The World Encompassed, the voyage of 1577-80. Compiled by Francis Drake, nephew of the late explorer, it narrates Drake’s memorable voyage, in which his five vessels raided Spanish outposts and supply routes on the Pacific coast, claimed California (“New Albion”) for the British crown and returned via the Pacific and Indian Oceans, making Drake the first English captain to circumnavigate the globe.
A Summarie and True Discourse of [his] West Indian Voyage, the voyage of 1585-86 that was begun by Bigges, an officer under Drake, and finished after his death, probably by his lieutenant, Master Croftes. Drake’s expedition to the Spanish Indies was the first major British naval foray into the Caribbean and was sanctioned by a commission from Queen Elizabeth with letters of marque. As well as capturing and sacking a number of cities he also rescued the 103 colonists remaining on Raleigh’s Roanoke Island Virginia colony and returned them to England along with a shipment of potatoes and tobacco.
A Full Relation of Another Voyage into the West Indies, made by Sir Francis Drake’ Accompanied with Sir John Hawkins, Sir Thomas Baskerfield, Sir Nicholas Clifford, and others. Who set forth from Plymouth on 28. Of August 1595.
‘Sir Francis Drake, the greatest of the naval adventurers of England of the time of Elizabeth, was born in Devonshire about 1540. He went to sea early, was sailing to the Spanish Main by 1565, and commanded a ship under Hawkins in an expedition that was overwhelmed by the Spaniards in 1567. In order to recompense himself for the loss suffered in this disaster, he equipped the expedition against the Spanish treasure−house at Nombre de Dios in 1572, the fortunes of which are described in the first of the first two narratives. It was on this voyage that he was led by native guides to “that goodly and great high tree” on the isthmus of Darien, from which, first of Englishmen, he looked on the Pacific, and “besought Almighty God of His goodness to give him life and leave to sail once in an English ship in that sea.” The fulfilment of this prayer is described in the second of the voyages here printed, in which it is told how, in 1578, Drake passed through the Straits of Magellan into waters never before sailed by his countrymen, and with a single ship rifled the Spanish settlements on the west coast of South America and plundered the Spanish treasure− ships; how, considering it unsafe to go back the way he came lest the enemy should seek revenge, he went as far north as the Golden Gate, then passed across the Pacific and round by the Cape of Good Hope, and so home, the first Englishman to circumnavigate the globe. Only Magellan’s ship had preceded him in the feat, and Magellan had died on the voyage.
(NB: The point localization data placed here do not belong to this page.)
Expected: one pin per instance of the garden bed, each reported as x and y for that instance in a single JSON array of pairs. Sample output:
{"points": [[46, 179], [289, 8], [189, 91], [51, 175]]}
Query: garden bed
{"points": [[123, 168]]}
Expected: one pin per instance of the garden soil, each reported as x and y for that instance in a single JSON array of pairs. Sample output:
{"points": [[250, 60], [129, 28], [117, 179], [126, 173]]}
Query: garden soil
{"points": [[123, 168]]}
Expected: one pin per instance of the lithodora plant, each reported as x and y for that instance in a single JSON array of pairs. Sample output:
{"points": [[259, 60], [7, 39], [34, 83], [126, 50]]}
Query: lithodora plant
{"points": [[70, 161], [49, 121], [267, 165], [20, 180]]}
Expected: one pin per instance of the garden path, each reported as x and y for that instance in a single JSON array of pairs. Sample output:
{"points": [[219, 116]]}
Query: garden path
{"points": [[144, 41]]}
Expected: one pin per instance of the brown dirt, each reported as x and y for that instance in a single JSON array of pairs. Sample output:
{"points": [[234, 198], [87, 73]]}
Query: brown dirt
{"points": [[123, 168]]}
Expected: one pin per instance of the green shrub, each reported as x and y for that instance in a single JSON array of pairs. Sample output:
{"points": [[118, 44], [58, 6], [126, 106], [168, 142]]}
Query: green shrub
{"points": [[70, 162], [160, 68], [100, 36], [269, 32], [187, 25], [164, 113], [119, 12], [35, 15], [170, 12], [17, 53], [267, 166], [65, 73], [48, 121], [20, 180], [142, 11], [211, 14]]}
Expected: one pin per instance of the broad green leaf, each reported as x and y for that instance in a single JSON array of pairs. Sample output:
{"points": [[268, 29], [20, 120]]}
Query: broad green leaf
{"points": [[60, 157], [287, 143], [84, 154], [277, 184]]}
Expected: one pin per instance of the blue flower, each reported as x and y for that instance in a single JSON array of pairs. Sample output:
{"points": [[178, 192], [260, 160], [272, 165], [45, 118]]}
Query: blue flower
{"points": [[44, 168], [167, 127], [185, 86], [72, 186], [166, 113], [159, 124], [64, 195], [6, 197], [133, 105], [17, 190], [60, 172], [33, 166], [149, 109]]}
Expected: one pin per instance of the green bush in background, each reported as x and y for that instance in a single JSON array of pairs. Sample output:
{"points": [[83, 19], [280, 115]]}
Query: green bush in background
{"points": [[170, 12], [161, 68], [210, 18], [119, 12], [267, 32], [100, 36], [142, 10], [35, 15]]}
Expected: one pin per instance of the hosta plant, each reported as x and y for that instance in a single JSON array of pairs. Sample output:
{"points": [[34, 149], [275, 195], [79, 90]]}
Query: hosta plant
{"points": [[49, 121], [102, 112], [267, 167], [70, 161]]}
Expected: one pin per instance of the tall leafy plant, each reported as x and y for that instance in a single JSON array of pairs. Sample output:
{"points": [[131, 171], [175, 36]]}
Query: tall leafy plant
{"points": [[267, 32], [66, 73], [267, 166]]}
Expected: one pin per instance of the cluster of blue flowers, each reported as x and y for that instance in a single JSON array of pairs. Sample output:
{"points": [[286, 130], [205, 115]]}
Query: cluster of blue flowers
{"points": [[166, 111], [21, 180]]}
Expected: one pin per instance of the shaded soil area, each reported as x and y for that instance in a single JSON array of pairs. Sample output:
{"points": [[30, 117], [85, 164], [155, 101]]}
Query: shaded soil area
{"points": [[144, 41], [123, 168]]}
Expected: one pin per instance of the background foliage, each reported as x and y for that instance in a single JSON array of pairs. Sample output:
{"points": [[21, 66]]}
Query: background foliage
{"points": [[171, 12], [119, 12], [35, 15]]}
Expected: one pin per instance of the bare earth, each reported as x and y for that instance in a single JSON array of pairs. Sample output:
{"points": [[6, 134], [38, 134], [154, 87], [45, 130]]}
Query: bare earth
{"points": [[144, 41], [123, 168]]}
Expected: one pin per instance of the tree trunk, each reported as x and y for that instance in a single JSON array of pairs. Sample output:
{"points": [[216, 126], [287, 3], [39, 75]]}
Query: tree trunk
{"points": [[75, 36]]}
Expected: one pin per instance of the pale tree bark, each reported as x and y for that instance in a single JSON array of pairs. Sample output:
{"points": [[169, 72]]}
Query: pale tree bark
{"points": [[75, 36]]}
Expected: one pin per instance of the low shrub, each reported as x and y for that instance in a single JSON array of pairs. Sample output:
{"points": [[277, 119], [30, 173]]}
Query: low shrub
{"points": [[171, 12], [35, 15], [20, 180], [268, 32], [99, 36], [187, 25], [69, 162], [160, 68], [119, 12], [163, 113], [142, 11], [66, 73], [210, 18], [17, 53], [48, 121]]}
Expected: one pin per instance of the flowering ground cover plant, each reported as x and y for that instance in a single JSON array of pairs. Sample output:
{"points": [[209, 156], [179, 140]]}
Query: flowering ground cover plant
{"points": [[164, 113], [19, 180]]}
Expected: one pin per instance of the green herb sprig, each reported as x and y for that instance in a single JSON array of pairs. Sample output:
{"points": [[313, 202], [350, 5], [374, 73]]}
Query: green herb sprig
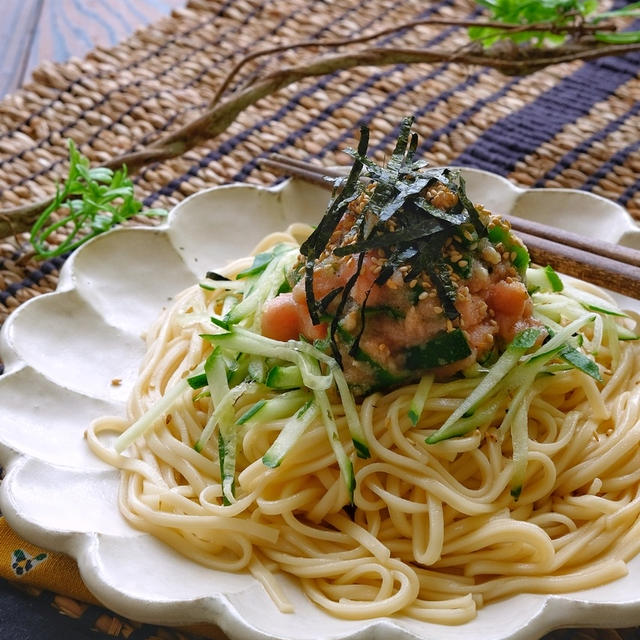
{"points": [[96, 200], [560, 17]]}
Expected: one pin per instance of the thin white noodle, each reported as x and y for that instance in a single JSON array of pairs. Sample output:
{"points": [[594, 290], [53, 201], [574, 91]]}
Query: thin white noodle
{"points": [[436, 533]]}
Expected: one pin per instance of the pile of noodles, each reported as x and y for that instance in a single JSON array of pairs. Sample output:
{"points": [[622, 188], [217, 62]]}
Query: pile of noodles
{"points": [[435, 532]]}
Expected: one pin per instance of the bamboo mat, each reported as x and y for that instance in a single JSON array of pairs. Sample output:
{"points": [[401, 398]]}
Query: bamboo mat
{"points": [[575, 125]]}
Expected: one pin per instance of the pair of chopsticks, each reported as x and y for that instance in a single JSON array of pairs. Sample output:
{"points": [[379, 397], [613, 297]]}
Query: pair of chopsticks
{"points": [[605, 264]]}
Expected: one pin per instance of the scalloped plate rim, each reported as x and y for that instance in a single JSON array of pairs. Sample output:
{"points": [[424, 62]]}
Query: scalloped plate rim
{"points": [[84, 546]]}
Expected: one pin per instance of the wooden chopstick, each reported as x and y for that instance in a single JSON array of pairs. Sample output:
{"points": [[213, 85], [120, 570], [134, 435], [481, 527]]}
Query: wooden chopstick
{"points": [[605, 264]]}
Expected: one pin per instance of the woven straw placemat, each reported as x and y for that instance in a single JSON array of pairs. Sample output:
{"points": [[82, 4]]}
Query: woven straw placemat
{"points": [[574, 125]]}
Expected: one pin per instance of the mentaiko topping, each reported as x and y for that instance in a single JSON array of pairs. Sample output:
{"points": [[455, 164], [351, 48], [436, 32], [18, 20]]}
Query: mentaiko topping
{"points": [[405, 275]]}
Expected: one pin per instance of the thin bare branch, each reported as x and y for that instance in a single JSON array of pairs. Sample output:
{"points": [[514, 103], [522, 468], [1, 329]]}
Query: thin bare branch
{"points": [[221, 113]]}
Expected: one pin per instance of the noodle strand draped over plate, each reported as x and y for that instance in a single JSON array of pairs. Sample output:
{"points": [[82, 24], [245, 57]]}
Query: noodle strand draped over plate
{"points": [[435, 532]]}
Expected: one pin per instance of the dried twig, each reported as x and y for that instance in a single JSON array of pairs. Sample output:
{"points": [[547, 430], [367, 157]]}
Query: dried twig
{"points": [[222, 111]]}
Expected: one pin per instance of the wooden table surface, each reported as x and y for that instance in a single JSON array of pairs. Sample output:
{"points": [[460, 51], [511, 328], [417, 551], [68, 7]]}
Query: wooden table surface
{"points": [[35, 30]]}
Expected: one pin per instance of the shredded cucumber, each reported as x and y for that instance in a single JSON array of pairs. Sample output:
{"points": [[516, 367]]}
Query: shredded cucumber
{"points": [[290, 434], [516, 349], [419, 398]]}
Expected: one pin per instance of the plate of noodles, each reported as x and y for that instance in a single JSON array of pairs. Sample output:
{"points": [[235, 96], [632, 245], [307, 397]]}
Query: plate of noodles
{"points": [[201, 470]]}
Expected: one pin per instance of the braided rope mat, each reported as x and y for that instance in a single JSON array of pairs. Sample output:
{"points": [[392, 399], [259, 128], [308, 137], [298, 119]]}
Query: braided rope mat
{"points": [[574, 125]]}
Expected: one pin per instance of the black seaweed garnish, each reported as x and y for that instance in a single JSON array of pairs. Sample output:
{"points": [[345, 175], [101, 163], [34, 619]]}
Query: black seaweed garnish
{"points": [[397, 220]]}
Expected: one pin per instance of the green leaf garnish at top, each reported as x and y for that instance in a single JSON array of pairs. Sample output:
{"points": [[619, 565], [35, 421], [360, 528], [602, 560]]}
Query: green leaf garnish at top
{"points": [[552, 14], [95, 200]]}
The Queen visited the ship, “The Golden Hind,” as she lay at Deptford and knighted the commander on board. Drake’s further adventures were of almost equal interest. Returning from a raid on the Spaniards in 1586, he brought home the despairing Virginian colony, and is said at the same time to have introduced from America tobacco and potatoes. Two years later he led the English fleet in the decisive engagement with the Great Armada. In 1595 he set out on another voyage to the Spanish Main; and in the January of the following year died off Porto Bello and was buried in the waters where he had made his name as the greatest seaman of his day and nation’. Philip Nichols
Provenance: C. L. Robinson, Newport R.I. (bookplate); Emily Meredith Read Spencer (b.1863) descendent of William Bradford (armorial bookplate).
Church 526; Hill, pp. 86 and 211; Sabin 20840, 20855, 20843, and 20830; Wing D2122.